Schenkel's second novel ICE COLD does something very similar with the rape/murders of a number of young women in Munich just months before the outbreak of World War II.
The main focus of the book is Kathie. A young country girl who comes to Munich wanting to get away from the restrictions of her life with her family. She discovers getting a job is harder than she thought and finds herself in a somewhat sleazy world of late night bars, casual sex and occasional prostitution.
Kathie's story is the thread that ties the narrative together. In between learning Kathie's story is a series of witness statements taken from people who knew or had contact with other young woman who were murdered at the same time as Kathie is making her way in Munich.
Ice Cold, Andrea Maria Schenkel
Whilst ICE COLD is the second book from German writer Andrea Maria Schenkel, it's the first book - THE MURDER FARM - that I have to start out mentioning. I still remember my reaction to that book - mesmerised, enthralled, vaguely stunned. Needless to say, trying not to set expectations for ICE COLD was a tricky undertaking.
Set in 1930's Munich, ICE COLD is the progression of a rapist serial killer. Various viewpoints are told chapter by chapter, each voice eerily intimate, and personal, distinguished by a change in font to give the reader a visual queue, as well as a clear change in voice. The killer moves aimlessly, passively through a life punctuated suddenly by extreme violence and depravity. ICE COLD tells a story that is brutal, hopeless, stark, bleak and extremely discomforting. It's dark, intense and extremely uncomfortable reading. It's also jarringly different in that there is no discernible plot, heading for a resolution or at the least, an explanation. This is a series of short, sharp punches to the readers sensibility, finalising in no resolution, no closure, no analysis, no neat ends and no explanations.
There are a lot of similarities to THE MURDER FARM, in the style, the structure and the tone of ICE COLD. But there's something much bleaker and more confrontational about ICE COLD. Just in case it sounds like this is a book that I hated, exactly the opposite is true. It's short, sharp, tight as hell, uncomfortable, strange, brutal, and extremely memorable.
Ice Cold, Andrea Maria Schenkel (review by Sunnie Gill)
Somehow the format that worked so well in "The Murder Farm" doesn't seem to have quite the same impact in ICE COLD. Whether it's because of the story of that the novelty of the unusual format isn't as fresh, I'm not sure.
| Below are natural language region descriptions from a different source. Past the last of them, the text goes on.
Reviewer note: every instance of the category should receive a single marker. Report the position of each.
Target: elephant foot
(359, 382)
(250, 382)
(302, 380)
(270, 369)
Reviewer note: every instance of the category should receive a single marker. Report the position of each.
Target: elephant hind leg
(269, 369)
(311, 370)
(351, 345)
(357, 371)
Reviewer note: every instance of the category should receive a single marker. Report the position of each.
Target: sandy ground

Perhaps it was the blurb on the book jacket which asked the question, "but is he really guilty?" It is a question that maybe leads to false expections about the ending. I found myself none the wiser at the end of the book than I did when I first opened it. It could be more the fault of the publicists and powers that be who decide what goes on the blurbs, than the writer's. Whatever the reason I was left feeling quite unsatisifed by the ending of ICE COLD which wasn't present in "The Murder Farm".